Published on January 19, 2016

Crowdsourcing and policy making

Citizens & science NHS Citizen Open government People & participation Sciencewise Scotland

By Simon Burall

Simon Burall is a Senior Associate of Involve. He has extensive experience in the fields of democratic reform, governance, public participation, stakeholder engagement, and accountability and transparency.

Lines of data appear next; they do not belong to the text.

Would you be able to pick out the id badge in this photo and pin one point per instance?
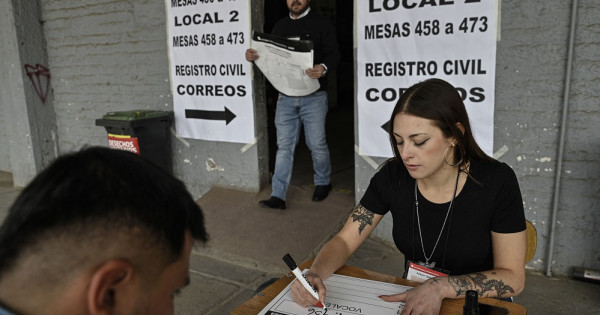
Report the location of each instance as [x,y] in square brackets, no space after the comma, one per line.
[420,273]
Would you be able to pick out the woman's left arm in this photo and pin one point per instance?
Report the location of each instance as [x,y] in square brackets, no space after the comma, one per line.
[505,280]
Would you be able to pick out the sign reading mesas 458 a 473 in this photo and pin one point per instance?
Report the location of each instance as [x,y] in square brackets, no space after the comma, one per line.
[402,42]
[210,79]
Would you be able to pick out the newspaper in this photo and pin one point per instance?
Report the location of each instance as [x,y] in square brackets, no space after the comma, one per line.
[284,62]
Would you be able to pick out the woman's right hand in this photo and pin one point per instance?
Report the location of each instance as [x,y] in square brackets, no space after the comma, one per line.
[305,298]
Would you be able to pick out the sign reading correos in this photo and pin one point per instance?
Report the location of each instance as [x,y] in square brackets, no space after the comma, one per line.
[403,42]
[210,79]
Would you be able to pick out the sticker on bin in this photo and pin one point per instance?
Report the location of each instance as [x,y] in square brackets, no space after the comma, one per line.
[123,142]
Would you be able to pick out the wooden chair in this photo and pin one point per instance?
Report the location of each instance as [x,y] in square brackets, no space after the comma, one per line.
[531,241]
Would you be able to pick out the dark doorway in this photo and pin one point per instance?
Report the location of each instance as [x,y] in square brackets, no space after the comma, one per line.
[340,119]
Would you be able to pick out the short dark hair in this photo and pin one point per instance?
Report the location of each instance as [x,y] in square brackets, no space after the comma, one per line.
[439,101]
[101,188]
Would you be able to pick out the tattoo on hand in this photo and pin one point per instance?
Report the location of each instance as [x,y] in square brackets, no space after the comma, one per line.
[362,215]
[480,283]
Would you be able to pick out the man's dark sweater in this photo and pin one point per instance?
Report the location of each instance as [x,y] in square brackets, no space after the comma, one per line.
[321,31]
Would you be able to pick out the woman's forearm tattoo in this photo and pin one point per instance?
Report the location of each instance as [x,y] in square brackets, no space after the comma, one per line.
[480,283]
[363,216]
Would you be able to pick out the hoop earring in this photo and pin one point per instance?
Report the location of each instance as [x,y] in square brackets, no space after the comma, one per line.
[452,165]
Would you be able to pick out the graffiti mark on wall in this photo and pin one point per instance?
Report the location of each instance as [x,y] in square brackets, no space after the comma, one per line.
[40,78]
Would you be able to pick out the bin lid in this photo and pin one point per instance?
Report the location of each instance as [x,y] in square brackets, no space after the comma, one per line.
[136,115]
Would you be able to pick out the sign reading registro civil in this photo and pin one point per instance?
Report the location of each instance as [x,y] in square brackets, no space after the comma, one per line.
[401,43]
[210,79]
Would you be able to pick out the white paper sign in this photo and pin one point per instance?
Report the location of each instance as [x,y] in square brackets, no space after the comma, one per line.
[210,77]
[401,43]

This paper shows how the two virtues of collective intelligence – cognitive diversity and large crowds – turn into perils in crowdsourced policymaking. That is because of a conflict between the logic of the crowds and the logic of policymaking. The crowd’s logic differs from that of traditional policymaking in several aspects. To mention some of those: In traditional policymaking it is a small group of experts making proposals to the policy, whereas in crowdsourced policymaking, it is a large, anonymous crowd with a mixed level of expertise. The crowd proposes atomic ideas, whereas traditional policymaking is used to dealing with holistic and synthesized proposals. By drawing on data from a crowdsourced law-making process in Finland, the paper shows how the logics of the crowds and policymaking collide in practice. The conflict prevents policymaking fully benefiting from the crowd’s input, and it also hinders governments from adopting crowdsourcing more widely as a practice for deploying open policymaking practices.”